[GE users] error on the mpich2 + mpd + sge 6.2 integration - mpdtrace: cannot connect to local mpd

fabiomartinelli fabio.martinelli at esa.int
Thu Jul 29 14:16:40 BST 2010


    [ The following text is in the "utf-8" character set. ]
    [ Your display is set for the "ISO-8859-10" character set.  ]
    [ Some characters may be displayed incorrectly. ]

Hello SGE users

I fixed this error in the way I'm going to report, I don't know if the
solution was obvious but I wasted so many hours on this integration that it's
worth to report:

I enforced in the SGE master conf these settings:
...
rsh_command                  builtin
rsh_daemon                   builtin
...

and modified this line
[root at scigrid mpich2_mpd]# grep -Hn short startmpich2.sh
startmpich2.sh:176:NODE=`hostname --short`
[root at scigrid mpich2_mpd]#

AND

I removed the rsh binary from the computational cluster !

without removing the rsh binary I was still getting the error: "  mpdtrace:
cannot connect to local mpd "
and I couldn't seen the call:  /opt/sge/bin/lx24-amd64/qrsh -inherit -V
compute-00-00 /usr//bin/mpd

[fmartine at scigrid mpich2]$ cat  mpi_hello.po823383
-catch_rsh /var/sge/spool//compute-00-00/active_jobs/823383.1/pe_hostfile
/usr/
compute-00-00:1
compute-00-06:1
startmpich2.sh: check for local mpd daemon (1 of 10)
/opt/sge/bin/lx24-amd64/qrsh -inherit -V compute-00-00 /usr//bin/mpd
startmpich2.sh: check for local mpd daemon (2 of 10)
startmpich2.sh: check for mpd daemons (1 of 10)
/opt/sge/bin/lx24-amd64/qrsh -inherit -V compute-00-06 /usr//bin/mpd -h
compute-00-00 -p 55940 -n
startmpich2.sh: check for mpd daemons (2 of 10)
startmpich2.sh: got all 2 of 2 nodes
-catch_rsh /usr/

so is this the right configuration or was I just lucky ?
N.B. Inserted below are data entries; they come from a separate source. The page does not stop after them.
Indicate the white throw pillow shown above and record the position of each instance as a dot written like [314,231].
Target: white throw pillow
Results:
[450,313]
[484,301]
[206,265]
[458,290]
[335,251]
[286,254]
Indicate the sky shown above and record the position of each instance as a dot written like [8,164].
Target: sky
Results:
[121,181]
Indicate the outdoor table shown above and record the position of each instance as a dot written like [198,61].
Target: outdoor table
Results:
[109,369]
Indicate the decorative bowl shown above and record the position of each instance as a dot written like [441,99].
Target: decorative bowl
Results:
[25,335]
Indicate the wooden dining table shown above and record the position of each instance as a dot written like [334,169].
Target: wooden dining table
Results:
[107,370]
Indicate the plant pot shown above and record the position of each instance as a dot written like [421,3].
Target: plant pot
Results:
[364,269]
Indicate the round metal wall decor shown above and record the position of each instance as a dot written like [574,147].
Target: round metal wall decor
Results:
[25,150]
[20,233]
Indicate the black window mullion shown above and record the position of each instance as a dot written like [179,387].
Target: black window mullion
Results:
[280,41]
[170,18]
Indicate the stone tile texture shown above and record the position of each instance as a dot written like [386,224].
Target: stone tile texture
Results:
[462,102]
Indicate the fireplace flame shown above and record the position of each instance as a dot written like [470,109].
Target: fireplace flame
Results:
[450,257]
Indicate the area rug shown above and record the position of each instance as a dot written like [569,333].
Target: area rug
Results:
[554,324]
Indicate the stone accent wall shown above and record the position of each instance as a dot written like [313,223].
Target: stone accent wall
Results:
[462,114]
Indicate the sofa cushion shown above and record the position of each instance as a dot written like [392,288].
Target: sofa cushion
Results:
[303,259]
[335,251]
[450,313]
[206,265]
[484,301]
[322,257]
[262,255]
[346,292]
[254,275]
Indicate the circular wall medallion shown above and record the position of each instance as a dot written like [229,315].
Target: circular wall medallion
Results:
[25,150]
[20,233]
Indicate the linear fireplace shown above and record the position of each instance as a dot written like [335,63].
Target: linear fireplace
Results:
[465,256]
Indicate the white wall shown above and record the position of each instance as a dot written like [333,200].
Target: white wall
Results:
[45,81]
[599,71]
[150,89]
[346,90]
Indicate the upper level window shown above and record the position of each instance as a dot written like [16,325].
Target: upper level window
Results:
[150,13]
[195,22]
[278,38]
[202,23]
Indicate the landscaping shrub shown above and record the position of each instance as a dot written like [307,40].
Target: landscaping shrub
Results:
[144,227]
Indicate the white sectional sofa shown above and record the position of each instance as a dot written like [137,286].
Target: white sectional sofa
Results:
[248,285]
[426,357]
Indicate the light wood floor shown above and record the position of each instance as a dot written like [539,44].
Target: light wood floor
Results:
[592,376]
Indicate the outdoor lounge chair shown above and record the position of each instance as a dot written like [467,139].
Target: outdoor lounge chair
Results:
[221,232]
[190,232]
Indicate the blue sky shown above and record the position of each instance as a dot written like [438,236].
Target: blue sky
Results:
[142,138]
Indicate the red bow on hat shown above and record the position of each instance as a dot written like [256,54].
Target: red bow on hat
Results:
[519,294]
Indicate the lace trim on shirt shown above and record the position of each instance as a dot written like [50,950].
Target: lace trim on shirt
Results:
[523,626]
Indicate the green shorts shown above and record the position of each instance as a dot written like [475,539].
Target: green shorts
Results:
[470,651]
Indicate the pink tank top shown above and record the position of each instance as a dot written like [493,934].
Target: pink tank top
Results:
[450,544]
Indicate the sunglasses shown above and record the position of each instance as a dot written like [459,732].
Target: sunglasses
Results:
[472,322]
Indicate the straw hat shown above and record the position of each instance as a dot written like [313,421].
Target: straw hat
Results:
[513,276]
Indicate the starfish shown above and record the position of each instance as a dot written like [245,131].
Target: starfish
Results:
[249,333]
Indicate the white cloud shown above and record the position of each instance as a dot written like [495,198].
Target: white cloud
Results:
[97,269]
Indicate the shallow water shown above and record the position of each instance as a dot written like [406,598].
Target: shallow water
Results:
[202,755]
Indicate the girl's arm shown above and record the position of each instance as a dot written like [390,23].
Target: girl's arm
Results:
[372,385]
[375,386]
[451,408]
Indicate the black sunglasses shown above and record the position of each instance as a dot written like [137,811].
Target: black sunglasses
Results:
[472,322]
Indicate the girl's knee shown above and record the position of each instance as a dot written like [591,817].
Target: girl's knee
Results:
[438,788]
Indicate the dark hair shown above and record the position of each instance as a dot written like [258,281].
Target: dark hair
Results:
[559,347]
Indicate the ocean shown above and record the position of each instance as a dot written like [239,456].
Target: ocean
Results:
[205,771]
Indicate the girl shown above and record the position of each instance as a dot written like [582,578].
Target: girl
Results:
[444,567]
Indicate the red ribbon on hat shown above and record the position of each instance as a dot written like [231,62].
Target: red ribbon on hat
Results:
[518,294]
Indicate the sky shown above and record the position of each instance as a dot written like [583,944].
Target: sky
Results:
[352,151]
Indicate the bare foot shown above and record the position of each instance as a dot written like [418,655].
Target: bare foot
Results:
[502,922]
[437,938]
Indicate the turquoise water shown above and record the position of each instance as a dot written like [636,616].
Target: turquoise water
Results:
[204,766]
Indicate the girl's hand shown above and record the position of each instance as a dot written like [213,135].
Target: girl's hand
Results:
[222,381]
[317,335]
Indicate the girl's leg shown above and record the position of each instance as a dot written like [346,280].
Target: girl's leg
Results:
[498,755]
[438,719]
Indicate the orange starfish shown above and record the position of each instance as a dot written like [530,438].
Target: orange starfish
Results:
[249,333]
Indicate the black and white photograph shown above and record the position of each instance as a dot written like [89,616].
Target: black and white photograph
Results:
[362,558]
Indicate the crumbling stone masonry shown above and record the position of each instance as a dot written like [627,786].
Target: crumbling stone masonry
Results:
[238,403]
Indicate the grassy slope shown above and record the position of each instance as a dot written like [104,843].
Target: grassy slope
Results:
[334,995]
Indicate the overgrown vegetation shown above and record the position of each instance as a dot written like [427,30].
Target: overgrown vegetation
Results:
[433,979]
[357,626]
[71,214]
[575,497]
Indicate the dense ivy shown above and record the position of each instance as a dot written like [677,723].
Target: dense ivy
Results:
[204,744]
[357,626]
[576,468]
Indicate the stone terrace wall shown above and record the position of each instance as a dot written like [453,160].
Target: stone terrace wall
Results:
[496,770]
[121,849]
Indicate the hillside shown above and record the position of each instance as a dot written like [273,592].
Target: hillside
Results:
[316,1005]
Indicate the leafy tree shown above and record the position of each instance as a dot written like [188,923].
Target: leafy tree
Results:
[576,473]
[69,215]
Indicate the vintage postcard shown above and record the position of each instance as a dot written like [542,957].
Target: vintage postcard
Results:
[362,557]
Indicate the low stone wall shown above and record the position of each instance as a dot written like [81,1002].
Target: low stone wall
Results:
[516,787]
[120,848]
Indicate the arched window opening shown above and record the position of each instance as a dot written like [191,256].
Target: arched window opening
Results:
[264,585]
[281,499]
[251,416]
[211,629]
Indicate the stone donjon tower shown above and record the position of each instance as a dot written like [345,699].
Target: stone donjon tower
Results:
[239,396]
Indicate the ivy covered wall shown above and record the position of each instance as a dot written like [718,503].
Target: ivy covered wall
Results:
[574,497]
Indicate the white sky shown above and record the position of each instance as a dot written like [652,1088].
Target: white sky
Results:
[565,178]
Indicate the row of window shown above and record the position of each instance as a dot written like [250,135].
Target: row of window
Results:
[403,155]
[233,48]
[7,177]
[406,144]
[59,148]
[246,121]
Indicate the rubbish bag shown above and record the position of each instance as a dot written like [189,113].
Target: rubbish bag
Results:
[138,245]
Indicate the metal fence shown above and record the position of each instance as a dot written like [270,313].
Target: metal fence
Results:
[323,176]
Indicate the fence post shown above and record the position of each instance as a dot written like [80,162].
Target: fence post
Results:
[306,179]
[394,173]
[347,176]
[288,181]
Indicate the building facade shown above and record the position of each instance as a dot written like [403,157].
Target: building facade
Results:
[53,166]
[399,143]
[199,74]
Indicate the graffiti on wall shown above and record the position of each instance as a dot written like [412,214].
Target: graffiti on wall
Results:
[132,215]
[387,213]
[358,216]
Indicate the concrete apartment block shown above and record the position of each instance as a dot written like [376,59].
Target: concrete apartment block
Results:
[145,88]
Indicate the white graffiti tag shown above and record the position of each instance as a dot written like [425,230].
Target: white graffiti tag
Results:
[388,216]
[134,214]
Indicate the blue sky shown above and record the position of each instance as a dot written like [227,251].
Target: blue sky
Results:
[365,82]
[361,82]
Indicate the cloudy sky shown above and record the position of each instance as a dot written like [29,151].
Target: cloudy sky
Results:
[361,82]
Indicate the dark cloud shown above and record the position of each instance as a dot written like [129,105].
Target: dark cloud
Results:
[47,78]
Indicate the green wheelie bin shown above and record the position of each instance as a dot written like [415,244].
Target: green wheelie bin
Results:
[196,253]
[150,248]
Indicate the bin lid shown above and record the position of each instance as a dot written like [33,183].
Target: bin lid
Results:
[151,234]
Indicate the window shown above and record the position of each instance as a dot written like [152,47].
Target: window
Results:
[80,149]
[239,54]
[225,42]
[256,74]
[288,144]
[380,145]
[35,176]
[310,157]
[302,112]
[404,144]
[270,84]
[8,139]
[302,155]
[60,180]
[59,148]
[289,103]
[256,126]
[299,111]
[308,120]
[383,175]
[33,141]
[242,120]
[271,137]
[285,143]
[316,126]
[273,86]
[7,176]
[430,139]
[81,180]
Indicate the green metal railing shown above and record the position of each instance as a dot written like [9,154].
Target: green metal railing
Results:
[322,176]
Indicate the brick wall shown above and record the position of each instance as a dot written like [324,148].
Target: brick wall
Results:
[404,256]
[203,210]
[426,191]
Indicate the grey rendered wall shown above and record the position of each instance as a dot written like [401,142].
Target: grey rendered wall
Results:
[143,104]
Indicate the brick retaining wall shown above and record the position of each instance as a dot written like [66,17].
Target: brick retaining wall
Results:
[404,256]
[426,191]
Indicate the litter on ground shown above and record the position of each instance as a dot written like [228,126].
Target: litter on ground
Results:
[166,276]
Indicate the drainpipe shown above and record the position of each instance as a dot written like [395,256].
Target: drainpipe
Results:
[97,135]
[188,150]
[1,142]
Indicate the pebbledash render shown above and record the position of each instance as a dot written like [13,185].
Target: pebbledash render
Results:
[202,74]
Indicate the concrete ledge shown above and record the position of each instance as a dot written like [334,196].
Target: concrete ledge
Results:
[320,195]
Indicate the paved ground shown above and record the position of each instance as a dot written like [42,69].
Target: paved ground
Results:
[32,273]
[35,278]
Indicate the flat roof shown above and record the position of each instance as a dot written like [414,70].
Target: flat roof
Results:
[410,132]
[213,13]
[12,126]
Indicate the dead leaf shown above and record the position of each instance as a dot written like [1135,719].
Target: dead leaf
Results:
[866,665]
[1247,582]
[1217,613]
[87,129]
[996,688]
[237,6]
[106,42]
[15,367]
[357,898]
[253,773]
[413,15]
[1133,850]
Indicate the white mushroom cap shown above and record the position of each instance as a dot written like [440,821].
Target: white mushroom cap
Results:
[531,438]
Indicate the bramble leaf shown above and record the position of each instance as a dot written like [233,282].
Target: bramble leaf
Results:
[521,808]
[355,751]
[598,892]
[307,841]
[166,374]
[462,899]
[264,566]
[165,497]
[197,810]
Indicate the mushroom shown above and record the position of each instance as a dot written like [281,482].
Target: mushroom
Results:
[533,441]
many thanks for your answers
best regards
Fabio








             reuti
             <reuti at staff.uni-m
             arburg.de>                                                   To
                                        users at gridengine.sunsource.net
             14/07/2010 12.22                                             cc

                                                                     Subject
             Please respond to          Re: [GE users] error on the mpich2 +
                   users                mpd + sge 6.2 integration -
             <users at gridengine.         mpdtrace: cannot connect to local
               sunsource.net>           mpd










Hi,

Am 13.07.2010 um 16:56 schrieb fabiomartinelli:

> I'm stuck with this issue on my CentOS 5.3 cluster : mpich2 + mpd + sge 6.2
> integration - mpdtrace: cannot connect to local mpd

when do you get this error? In the startup of the daemons or during execution
of the jobscript?


> please somebody has experience on this integration ?
>
> I already applied the Reuti advice to use `hostname --short` in
> "start_mpich2.sh" ( before Reuti adviced me, so the logs in this page are
> still valid )
>
> I tried to play a bit with qrsh,qlogin to use builtin instead of SSH but
they
> seems neutral to this error ( it could be because it's a preliminary error
)
>
> also I found in the rsh script a flag "just_wrap" that I don't understand
how
> to manage ( "" or 1 ? )
> [root at wn55 ge6.2u5]# head /opt/gridengine/mpich2_mpd/rsh
> #!/bin/bash -x
> #
> #
> # (c) 2002 Sun Microsystems, Inc. Use is subject to license terms.
>
> # could be rsh or remsh
> me=`basename $0`
> # just_wrap=1

I think this option is seldom used. I inlcuded the scripts which you can also
find in $SGE_ROOT/mpi as example. The purpose of the flag just_wrap is to
test whether the rsh_wrapper is accessed at all (in case you have some
problems with the setup), but uses still the default `rsh` w/o any SGE
interaction. Hence under normal operation it should stay unset like it is, to
allow the rsh-wrapper to call `qrsh -inherit ...` .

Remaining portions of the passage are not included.